Context: GelSight can register “physical features less than a micrometer in depth and about two micrometers across,” which means it can create a 3D image of ink on a piece of paper (below):
Below that there is a 3D image of ink on a piece of paper. Taken with a handheld device. "Wow" about covers it, although I might go with "WOW."
So has everyone else, apparently. (I'm at Siggraph. (Off topic, I also learned I can't really see glasses-free 3D, but I'm not stereo blind. One eye may be slightly more dominant, so it could be an issue of 'calibration' I suppose.))
MIT's is definitely the coolest and best I've seen though, I don't think I've seen anything like it. Everyone else's is a light-based scanner or algorithms to 3D-ify mostly flat imaging. This amazes me beyond no end.
"When the metallic side is pressed against the surface of an object, the rubber deforms slightly"
while the concept is great, it still doesn't maximize precision (for high resolution analysis), since the pressure can also deform your object of interest. ideally, you would want to use a metallic as less viscous as possible to keep the surfaces rigid.
This is truly remarkable. I woke up in the middle of the night after reading this with a few improvements that can turn this into a human-equivalent level skin sensor for robotics.
Temperature: add something that changes color based on temperature.
Wetness: add some microchannels and watch them as they wick moisture into the material
Pain: introduce small ink packages that will burst if the material is damaged.

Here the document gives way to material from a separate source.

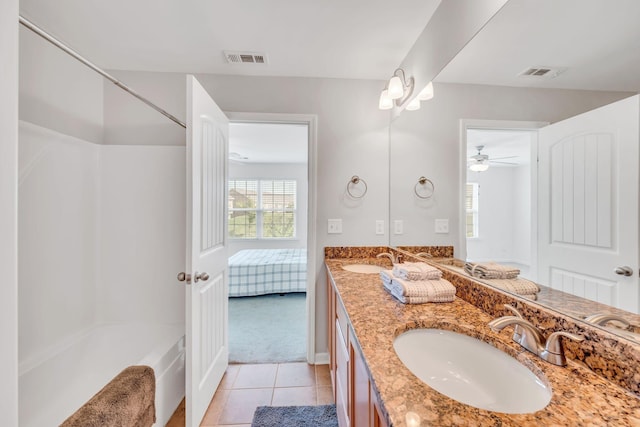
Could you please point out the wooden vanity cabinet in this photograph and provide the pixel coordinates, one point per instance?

Vibration: add a microphone to detect pressure changes in the touched object, or if your cameras are fast enough just watch the surface as it moves up and down.
This could also be simply expanded to senses we don't have:
Magnetism (ferrous particles), radiation(scintillation), PH level(litmus), detecting the presence of any chemical directly(specialised receptor), etc... this is revolutionary.
Using cameras behind a gel is a simple, non-obvious(to me), solution to the contact sensing problem. This is going to be used everywhere.
I wonder how easy a cheap, low tech version of this would be to make. A camera staring at the underside of a clear gel with an incredibly thin layer of opaque reflective pigment on top of it could pick up and translate a depth map if the surface were evenly lit.